Flows How-To

This is a list of FAQs about the AbiPy flows and the abirun.py script. Feel free to suggest new entries!

Important

The execution of the flows require the proper configuration of manager.yml and, optionally, scheduler.yml. Please consult the documentation available via the abidoc.py script. See FAQ below.

Suggestions:

  • Start with the examples available in examples/flows before embarking on large scale calculations.

  • Make sure the Abinit executable compiled on the machine can be executed both on the front end and the compute node (ask your sysadmin)
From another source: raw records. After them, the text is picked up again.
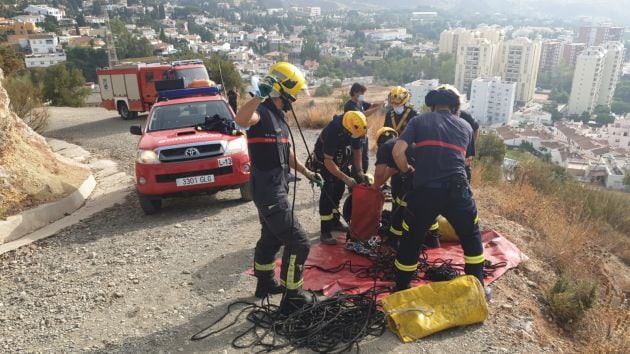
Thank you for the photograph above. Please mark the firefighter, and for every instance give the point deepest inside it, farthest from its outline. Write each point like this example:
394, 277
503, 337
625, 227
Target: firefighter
338, 147
401, 184
271, 156
400, 111
357, 103
441, 140
471, 153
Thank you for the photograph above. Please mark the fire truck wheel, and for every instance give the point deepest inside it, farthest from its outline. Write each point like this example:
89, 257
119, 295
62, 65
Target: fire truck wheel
246, 192
149, 204
124, 111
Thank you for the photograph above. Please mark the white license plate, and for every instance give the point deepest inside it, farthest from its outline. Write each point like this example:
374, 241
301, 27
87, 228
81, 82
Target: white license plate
191, 181
225, 161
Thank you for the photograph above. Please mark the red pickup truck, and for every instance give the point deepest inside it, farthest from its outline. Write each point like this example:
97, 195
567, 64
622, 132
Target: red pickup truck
178, 155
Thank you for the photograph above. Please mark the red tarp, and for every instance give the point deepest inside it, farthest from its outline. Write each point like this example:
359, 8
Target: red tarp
496, 249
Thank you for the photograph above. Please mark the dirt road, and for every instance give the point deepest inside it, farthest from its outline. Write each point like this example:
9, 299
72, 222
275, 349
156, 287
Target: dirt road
125, 282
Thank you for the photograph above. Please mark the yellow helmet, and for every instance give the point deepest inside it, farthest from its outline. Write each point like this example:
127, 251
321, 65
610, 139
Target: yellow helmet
355, 123
398, 96
290, 79
384, 134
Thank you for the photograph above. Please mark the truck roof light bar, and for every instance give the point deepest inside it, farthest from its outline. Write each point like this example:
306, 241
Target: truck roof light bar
189, 92
187, 62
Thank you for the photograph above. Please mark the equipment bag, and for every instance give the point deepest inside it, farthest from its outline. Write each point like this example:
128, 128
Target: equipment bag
426, 309
367, 205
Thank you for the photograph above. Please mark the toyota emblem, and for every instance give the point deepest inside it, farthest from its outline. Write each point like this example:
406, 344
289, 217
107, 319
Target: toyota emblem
192, 152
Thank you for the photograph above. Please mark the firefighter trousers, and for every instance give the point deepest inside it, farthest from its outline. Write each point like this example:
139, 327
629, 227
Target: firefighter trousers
455, 202
278, 228
329, 199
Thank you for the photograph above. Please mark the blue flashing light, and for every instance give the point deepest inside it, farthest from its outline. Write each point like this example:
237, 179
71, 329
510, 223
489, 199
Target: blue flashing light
190, 92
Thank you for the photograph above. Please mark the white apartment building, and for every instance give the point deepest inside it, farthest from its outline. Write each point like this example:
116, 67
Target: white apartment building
450, 39
419, 89
45, 10
518, 62
492, 100
618, 133
474, 59
613, 65
587, 79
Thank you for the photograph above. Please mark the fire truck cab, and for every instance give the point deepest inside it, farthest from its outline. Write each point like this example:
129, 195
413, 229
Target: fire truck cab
130, 89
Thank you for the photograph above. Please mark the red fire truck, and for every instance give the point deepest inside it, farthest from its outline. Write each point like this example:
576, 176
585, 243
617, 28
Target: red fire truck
130, 89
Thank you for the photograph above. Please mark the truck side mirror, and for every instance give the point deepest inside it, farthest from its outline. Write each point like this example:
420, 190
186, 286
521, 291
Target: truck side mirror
135, 130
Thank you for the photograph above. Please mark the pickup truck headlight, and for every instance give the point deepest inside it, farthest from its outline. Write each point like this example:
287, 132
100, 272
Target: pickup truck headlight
147, 157
236, 146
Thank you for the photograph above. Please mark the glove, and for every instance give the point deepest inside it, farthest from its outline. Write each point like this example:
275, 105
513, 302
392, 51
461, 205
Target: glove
266, 86
349, 181
314, 177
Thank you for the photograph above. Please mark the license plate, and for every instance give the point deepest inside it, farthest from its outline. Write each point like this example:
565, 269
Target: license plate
191, 181
225, 161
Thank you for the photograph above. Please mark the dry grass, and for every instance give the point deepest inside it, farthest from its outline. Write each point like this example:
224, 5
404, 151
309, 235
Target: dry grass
573, 237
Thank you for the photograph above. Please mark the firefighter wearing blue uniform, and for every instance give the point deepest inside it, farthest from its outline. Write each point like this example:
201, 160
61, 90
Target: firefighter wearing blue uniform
441, 140
271, 156
337, 147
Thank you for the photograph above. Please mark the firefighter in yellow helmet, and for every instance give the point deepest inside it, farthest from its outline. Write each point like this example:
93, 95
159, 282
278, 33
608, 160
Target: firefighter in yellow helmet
271, 156
337, 148
400, 111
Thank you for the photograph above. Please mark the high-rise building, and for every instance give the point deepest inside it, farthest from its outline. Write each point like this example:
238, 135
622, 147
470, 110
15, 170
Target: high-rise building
474, 59
450, 39
518, 62
550, 54
613, 66
570, 52
587, 79
492, 100
596, 35
419, 89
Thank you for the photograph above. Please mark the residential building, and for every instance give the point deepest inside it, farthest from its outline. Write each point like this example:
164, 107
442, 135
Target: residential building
618, 133
17, 27
45, 10
475, 58
613, 65
570, 52
550, 54
419, 89
492, 100
451, 39
587, 79
518, 62
387, 34
596, 35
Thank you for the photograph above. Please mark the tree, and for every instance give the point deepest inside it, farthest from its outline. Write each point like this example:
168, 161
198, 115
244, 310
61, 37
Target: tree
87, 60
10, 60
64, 87
323, 91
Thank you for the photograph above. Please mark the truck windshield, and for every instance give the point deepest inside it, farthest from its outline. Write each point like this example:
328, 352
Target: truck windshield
186, 114
192, 74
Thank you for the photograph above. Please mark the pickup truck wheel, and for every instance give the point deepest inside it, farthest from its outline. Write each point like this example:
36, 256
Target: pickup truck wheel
246, 192
124, 112
149, 204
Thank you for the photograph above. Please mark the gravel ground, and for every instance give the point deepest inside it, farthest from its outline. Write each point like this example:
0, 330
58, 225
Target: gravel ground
121, 281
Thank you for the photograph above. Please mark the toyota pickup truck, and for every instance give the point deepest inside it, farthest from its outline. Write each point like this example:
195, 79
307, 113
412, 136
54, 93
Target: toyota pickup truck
179, 153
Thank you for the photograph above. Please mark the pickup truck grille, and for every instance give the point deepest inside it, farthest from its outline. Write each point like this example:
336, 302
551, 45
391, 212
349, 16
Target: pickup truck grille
213, 171
191, 152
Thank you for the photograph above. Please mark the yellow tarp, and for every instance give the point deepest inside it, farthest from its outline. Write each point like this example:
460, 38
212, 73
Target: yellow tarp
421, 311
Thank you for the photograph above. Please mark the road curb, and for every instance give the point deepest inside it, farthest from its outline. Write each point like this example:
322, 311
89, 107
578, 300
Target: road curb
91, 197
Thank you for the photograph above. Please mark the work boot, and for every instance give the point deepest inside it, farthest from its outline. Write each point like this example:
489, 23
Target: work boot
432, 239
267, 286
295, 300
338, 226
327, 238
  • If you are running on clusters in which the architecture of the compute node is completely different from the one available on the front end, use shell_runner

  • Use the debug command

Do not:

  • Change manually the input files and the submission scripts

  • Submit jobs manually when the scheduler is running

  • Use a too small delay for the scheduler

How to get all the TaskManager options

The abidoc.py script provides three commands to get the documentation for the options supported in manager.yml and scheduler.yml.

Use:

abidoc.py manager

to document all the options supported by abipy.flowtk.tasks.TaskManager and:

abidoc.py scheduler

for the scheduler options.

If your environment is properly configured, you should be able to get information about the Abinit version used by the AbiPy with:

abidoc.py abibuild
Abinit Build Information:
Abinit version: 8.7.2
MPI: True, MPI-IO: True, OpenMP: False
Netcdf: True

Use --verbose for additional info

Important

Netcdf support must be activated in Abinit as AbiPy might use these files to extract data and/or fix runtime errors.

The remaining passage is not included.